Вам, философу, Вам, вольнодумцу, подобные нелепости, наверное, никогда не приходили в голову?
Так вот, дорогой мой Петрус, Вы даже представить не можете, как сильно при определенном состоянии души такие мысли влияют на воображение, какое присуще мне.
До самого поворота с площади я надеялся увидеть Дженни на пороге; я видел ее глазами души, я улыбался ей заранее; я тихонько шептал самые нежные слова, которые рассчитывал сказать ей при встрече…
На пороге никого не было; сердце мое сжалось.
Я подошел к двери, не в силах сдержать дрожь.
Не зная, в котором часу я вернусь, я взял с собой ключ, чтобы не беспокоить Дженни, если приду поздно ночью.
Я пошарил в кармане и нашел там ключ. Мое нервное возбуждение было столь велико, что я сжал ключ с такой же силой, с какой зажал бы в руке нож или кинжал.
С трудом я нашел замочную скважину; рука моя дрожала.
Заскрежетал ключ, и дверь открылась.
Я так рвался поскорее к Дженни, что даже не закрыл за собою дверь. Когда я ощупью продвигался по коридору, мне послышалось, что кто-то громко разговаривает в моем кабинете, некогда служившем для вдовы спальней. Найдя дверь в столовую, я толкнул ее — она легко открылась. И тогда послышавшийся мне шум стал более явственным.
Я прошел через столовую, опрокидывая по пути столы и стулья, но это не прервало разговор в соседней комнате.
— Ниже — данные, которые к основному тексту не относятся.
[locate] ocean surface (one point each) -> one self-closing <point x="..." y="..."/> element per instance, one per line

Дверь ее оказалась чуть приоткрытой; сквозь эту щель падал луч света и доносился шум.
Я стал всматриваться и вслушиваться.
Дженни стояла, скрестив руки на груди, нахмурив брови, высокомерно сжав губы; во всем ее облике читалось выражение презрения и гнева, выражение, которое мне не только никогда не приводилось видеть на ее прекрасном лице, но на которое я даже не считал ее способной.
Она была прекрасна и величественна, словно статуя, олицетворяющая Негодование.
Перед ней на коленях, немного откинувшись назад, стоял управляющий, г-н Стифф; у него была поза устрашенного человека, однако физиономия его выражала надежду.
В ту минуту, когда я устремил взгляд на эту сцену, Дженни протянула руку по направлению к двери и сопроводила этот царственный жест требованием:
— Поднимитесь, сударь, и уходите!
— Но, все-таки, прекрасная Дженни!.. — пробормотал управляющий.